And, a baby found in the well of a trailer park people rarely complained about or from. A gal catatonic on the road after the baby's mother made the complaint, about a man wearing the same scarf the gal held. A couple out there claim the gal carried their daughter off to be witched and cursed by a stormy accident. The gal's sister-in-law spilling secrets about one of them whose people refused to leave a black woman's fate burlesqued. And now, despite how nice her parents seemed, the gal touching all this sent damn near to Tennessee for a theft her hands simply could not have carried the entirety of.

Case closed.

Bolden watched his own daughter go off to high school, with her friends coming by, her behind lifting and her breasts falling. Much as he couldn't bring himself to talk to any preacher or shrink about it, Solemn Redvine was one of the faces his black coffee miraged as he got ready for the days. One morning his wife reminded him his workload meant he hadn't satisfied her in well over a month, when she rubbed him out of sleep before his alarm buzzed. He was too shaken from dreaming of a running black girl like his daughter to get on top. There were a few instances where he thought the back of a customer's head at the desk was this same girl coming back to ask no questions and barely answer his. He found her dactyloscopy sheet misplaced—he never filed it away—in middle of a
Mississippian
he was just about to throw in the trash.

One Tuesday afternoon, his day off, with a belly full of his wife's Bob Evans sausage and lighter coffee and apple pie breakfast, Bolden showed up at the Redvines' door like a white man with no purpose but control.
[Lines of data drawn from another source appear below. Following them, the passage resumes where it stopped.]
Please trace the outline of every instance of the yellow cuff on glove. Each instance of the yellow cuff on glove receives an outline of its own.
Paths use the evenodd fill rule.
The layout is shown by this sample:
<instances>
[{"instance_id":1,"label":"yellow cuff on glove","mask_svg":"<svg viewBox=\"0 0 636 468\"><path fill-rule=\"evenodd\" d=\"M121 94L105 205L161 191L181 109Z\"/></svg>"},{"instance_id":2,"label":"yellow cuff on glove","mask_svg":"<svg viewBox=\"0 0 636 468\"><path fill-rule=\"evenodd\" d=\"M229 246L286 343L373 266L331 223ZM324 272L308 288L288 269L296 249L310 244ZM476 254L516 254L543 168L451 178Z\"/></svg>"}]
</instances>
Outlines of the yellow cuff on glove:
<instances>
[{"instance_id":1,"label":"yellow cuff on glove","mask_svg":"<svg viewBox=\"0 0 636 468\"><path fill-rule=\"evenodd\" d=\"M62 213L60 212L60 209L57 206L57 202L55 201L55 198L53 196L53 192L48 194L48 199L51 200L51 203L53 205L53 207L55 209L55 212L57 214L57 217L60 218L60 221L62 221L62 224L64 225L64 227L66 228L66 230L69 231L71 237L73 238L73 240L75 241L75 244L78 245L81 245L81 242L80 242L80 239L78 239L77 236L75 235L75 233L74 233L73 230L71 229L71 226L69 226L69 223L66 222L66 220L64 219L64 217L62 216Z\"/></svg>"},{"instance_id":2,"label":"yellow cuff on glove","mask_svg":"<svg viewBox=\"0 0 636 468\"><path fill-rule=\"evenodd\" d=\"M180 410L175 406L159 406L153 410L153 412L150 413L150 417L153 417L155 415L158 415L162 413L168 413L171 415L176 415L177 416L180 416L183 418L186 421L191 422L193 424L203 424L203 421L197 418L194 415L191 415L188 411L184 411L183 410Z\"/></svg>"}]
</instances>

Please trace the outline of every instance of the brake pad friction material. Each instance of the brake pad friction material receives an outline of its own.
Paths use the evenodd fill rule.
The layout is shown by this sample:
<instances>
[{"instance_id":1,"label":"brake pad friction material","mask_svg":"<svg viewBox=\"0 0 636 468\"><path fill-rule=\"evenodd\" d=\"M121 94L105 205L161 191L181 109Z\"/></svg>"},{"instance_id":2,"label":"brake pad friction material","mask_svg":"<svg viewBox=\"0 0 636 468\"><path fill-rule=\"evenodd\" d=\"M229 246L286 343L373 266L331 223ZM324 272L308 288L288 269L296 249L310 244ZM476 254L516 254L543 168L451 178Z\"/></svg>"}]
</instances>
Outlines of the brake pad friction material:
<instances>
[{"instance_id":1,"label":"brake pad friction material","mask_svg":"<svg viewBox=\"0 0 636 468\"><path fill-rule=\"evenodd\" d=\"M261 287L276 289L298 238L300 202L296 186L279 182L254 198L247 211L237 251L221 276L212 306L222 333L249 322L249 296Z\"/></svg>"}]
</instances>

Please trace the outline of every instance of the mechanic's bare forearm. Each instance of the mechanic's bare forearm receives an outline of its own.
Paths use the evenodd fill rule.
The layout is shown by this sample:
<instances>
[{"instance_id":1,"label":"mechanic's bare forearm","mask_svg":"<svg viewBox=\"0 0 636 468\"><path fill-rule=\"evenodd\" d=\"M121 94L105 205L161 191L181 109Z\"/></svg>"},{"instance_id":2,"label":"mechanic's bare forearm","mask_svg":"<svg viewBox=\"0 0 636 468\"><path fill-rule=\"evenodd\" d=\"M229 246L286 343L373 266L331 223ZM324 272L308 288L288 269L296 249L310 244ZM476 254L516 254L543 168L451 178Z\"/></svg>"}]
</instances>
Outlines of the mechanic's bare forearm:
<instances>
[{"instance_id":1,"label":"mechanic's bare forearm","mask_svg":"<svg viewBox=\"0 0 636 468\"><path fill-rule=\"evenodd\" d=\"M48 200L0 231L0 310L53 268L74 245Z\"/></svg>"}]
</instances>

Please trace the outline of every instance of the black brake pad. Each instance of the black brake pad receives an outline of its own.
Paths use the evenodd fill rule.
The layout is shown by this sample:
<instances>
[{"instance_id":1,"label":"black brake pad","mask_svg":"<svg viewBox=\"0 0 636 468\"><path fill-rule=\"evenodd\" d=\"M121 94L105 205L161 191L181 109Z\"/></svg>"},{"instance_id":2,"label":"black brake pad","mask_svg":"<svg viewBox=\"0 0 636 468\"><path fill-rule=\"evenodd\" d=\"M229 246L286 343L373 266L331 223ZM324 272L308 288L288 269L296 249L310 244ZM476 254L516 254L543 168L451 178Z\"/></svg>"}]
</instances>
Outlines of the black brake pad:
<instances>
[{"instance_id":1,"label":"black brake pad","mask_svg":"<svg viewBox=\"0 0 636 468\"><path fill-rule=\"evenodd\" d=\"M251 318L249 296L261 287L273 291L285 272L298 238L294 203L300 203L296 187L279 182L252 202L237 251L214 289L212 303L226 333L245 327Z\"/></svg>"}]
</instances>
It looked different in daylight. The trailer home was calmer now. The nest emptied, the better dishes chipped, the pillows flat, the cat old, the screen door locked. When she heard the patrol car pull up, Bev ceased scolding flies. She answered before Bolden knocked. By now, they seemed to be old friends. Maybe she could have watched him grow up, or he could have watched her grow old. No matter what they were and had been, there was a tendril of trust. And, since it was early afternoon and no one needed anything painted or hauled or fixed, her husband was home matter of fact.

What next?
she thought.

Their phone was cut off. Even privilege to just talk in peace and comfort was gone in the backlash. The cordless beige thing had been a short and sweet luxury. Probably for the best it was gone. Its entourage came by too often, and they never dropped so much as a quarter or a pound cake for their use. Bev could have tried to pick up work here and there, watching kids or braiding hair or sitting seniors, in order to keep the telephone on. Now, telephone rings scared her. She hated surprises. Been too many. So, whatever shit hit the fan these days was messengered straight to the door or handed by the postman or heard on the street. But Bolden did not hesitate or waver, as if he was thinking about it, in getting out of the car. His head up and his walk easy. No bad news.

“Howdy,” Bev said to him.

“Good day,” Bolden said.

“Is it my daughter?” Bev checked in with Fanny O. Barnes every single week, sent off packages and cards, scheduled to give Solemn something to look forward to, like when she had hummed to her belly with Solemn inside. She would have heard.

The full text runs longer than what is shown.